日本人の宇宙飛行士

11人の宇宙飛行士が誕生

日本では、JAXAの前身であるNASDA(宇宙開発事業団)時代を含めると、2013年までに5回の宇宙飛行士選抜試験が実施され、計11人の宇宙飛行士が誕生しています。

初めて宇宙に飛び立った日本人は元TBS職員の秋山豊寛さんですが、1985年に実施された第1回宇宙飛行士選抜試験で選定され、1992年に国家プロジェクトとして初の公式的な日本人宇宙飛行士となって飛行を実現したのは毛利衛さんです。

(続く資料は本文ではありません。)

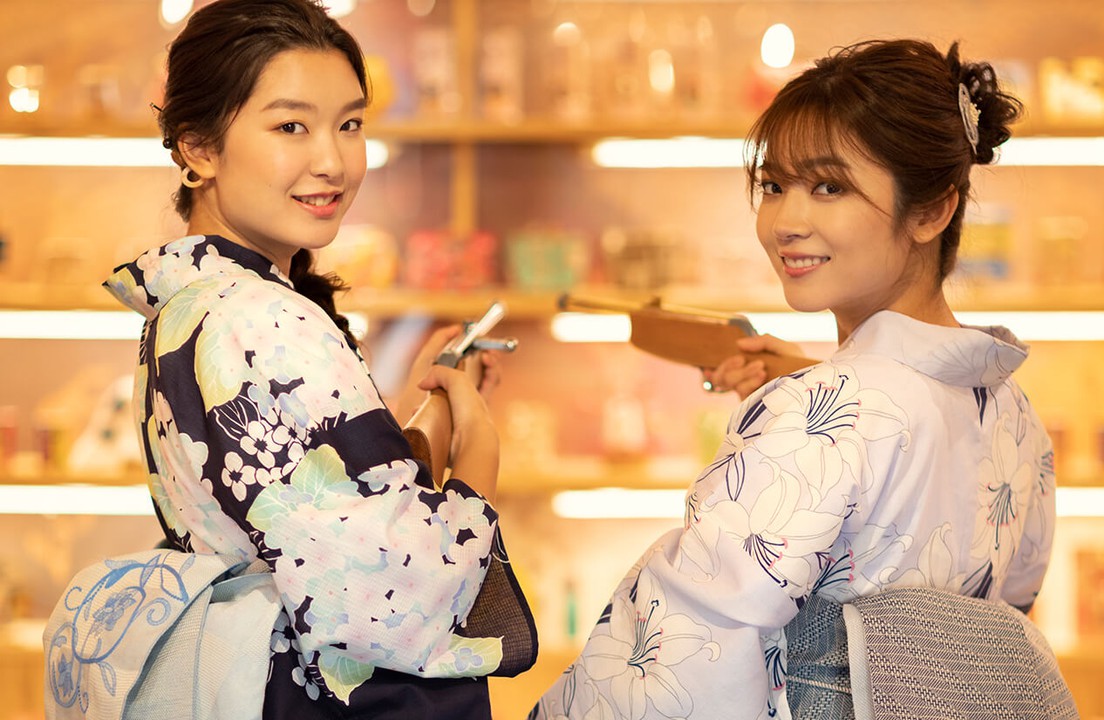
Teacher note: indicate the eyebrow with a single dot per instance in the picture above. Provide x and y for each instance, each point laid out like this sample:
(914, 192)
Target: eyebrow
(809, 163)
(288, 104)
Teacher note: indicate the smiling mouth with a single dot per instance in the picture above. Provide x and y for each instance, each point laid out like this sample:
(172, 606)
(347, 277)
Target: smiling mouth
(803, 263)
(317, 201)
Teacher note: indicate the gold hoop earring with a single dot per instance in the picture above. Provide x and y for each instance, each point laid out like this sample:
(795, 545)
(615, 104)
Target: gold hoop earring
(186, 178)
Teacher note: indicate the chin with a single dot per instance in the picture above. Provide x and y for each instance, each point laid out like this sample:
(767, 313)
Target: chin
(796, 302)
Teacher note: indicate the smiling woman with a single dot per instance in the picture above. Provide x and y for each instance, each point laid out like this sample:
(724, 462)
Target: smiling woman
(265, 438)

まだ国際宇宙ステーション(ISS)建設前であった当時、科学者であった毛利さんはアメリカ人クルーと協力して宇宙で重要な実験を行ったほか、宇宙からの中継を通じて地上にも元気な姿を見せ、人々に大きな感動を与えました。

また、毛利さんと同時期に選ばれたのが向井千秋さんと土井隆雄さんです。土井さんは日本人で初めて船外活動を担当し、また科学者であった向井さんは初の日本人女性宇宙飛行士として注目を集めました。

その後の宇宙飛行士

その後、1992年の第2回選抜試験で選抜されたのが若田光一さん、1996年の第3回選抜試験では野口聡一さんがそれぞれ選ばれています。ちなみに野口さんが受けた試験の倍率は、なんと572倍にのぼっています。

1999年の第4回選抜試験では古川聡さん、星出彰彦さん、山崎直子さんの3名が選定されましたが、ISSの建設が進んでいく中、彼らはそのISSに搭乗する日本人宇宙飛行士候補者として選ばれた人たちです。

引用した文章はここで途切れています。